Per quanto riguarda il centro del capoluogo, l'Ufficio Prevenzione Generale e Soccorso Pubblico della Questura anche questo sabato aveva destinato una pattuglia, affiancata da personale della Polstrada, con lo specifico obiettivo di tenero d'occhio i giovanissimi che affollano i luoghi di ritrovo e si spostano con le microcar. Un fenomeno, questo, che ha richiesto controlli specifici per una serie di comportamenti, troppo spesso sfociati anche in incidenti stradali, che creavano non poco disturbo e pericolo nel cuore della città. Basti pensare a corse spericolate e musica ad alto volume, mitigati sensibilmente proprio grazie all'attività di monitoraggio della Questura che ha fatto scattare, negli ultimi mesi, decine di sanzioni di ogni genere per violazioni del codice della strada.

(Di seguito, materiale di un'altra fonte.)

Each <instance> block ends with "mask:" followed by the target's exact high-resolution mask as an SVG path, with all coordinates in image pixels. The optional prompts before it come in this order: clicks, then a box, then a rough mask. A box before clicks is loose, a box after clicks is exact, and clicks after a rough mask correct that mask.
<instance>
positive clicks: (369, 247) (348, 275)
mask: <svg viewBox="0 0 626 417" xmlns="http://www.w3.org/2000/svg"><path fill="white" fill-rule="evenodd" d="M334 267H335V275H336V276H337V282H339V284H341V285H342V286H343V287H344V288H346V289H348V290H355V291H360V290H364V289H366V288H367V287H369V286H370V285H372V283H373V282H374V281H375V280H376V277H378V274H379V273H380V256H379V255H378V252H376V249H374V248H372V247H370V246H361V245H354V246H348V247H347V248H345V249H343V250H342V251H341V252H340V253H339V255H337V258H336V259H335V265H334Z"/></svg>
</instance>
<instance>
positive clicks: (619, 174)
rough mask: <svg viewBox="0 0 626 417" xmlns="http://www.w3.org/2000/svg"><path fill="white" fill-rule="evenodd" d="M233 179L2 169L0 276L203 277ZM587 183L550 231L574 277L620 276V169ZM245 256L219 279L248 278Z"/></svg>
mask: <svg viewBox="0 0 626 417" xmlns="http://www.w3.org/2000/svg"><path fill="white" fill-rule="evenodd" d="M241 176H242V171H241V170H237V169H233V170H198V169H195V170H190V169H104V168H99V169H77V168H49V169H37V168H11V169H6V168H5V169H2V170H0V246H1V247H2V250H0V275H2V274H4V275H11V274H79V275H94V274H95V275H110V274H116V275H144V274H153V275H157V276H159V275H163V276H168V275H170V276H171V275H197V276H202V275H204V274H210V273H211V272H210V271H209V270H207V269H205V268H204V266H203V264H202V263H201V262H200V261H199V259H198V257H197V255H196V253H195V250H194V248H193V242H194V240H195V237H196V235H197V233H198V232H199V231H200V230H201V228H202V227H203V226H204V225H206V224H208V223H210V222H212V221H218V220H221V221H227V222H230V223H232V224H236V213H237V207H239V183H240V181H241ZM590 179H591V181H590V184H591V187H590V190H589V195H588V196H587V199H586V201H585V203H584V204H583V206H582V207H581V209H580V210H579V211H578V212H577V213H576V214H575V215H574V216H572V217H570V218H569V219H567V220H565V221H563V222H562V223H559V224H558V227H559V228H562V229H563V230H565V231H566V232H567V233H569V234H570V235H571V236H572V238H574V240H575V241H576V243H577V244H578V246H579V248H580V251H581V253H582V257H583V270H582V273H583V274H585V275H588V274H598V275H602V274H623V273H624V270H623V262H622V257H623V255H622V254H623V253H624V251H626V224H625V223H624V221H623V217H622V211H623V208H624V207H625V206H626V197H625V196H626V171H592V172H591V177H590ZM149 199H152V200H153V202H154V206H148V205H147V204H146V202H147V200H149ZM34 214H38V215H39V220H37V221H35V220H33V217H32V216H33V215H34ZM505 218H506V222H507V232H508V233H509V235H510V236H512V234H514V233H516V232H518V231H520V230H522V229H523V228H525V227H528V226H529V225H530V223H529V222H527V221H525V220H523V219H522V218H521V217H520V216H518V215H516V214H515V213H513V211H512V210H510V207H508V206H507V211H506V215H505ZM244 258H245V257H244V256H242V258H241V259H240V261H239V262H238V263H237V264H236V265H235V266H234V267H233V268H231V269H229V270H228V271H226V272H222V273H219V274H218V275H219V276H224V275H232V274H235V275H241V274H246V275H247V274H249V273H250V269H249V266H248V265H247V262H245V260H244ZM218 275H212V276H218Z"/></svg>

Nel complesso, sabato sera, sono stati controllati 39 veicoli e decine di persone. «Sono stati "privilegiati" dai controlli gli abituali luoghi di ritrovo dei giovani e in tale contesto sono stati effettuati 7 controlli etilometrici - rende noto la Questura attraverso un comunicato diramato dall'Ufficio di Gabinetto - Nella medesima operazione, sono state elevate numerose sanzioni amministrative per violazioni al Codice della Strada nei confronti di conducenti di veicoli cosiddetti minicar, dei quali uno sottoposto a sequestro amministrativo per mancanza della copertura assicurativa e due fermi amministrativi per varie irregolarità, tra le quali trasporto passeggero e disturbo alla quiete pubblica per musica ad alto volume». A tutto questo si aggiunge poi l'attività di monitoraggio della zona dei pub assicurata da pattuglie di Polizia, Carabinieri, Polizia Locale e Guardia di Finanza.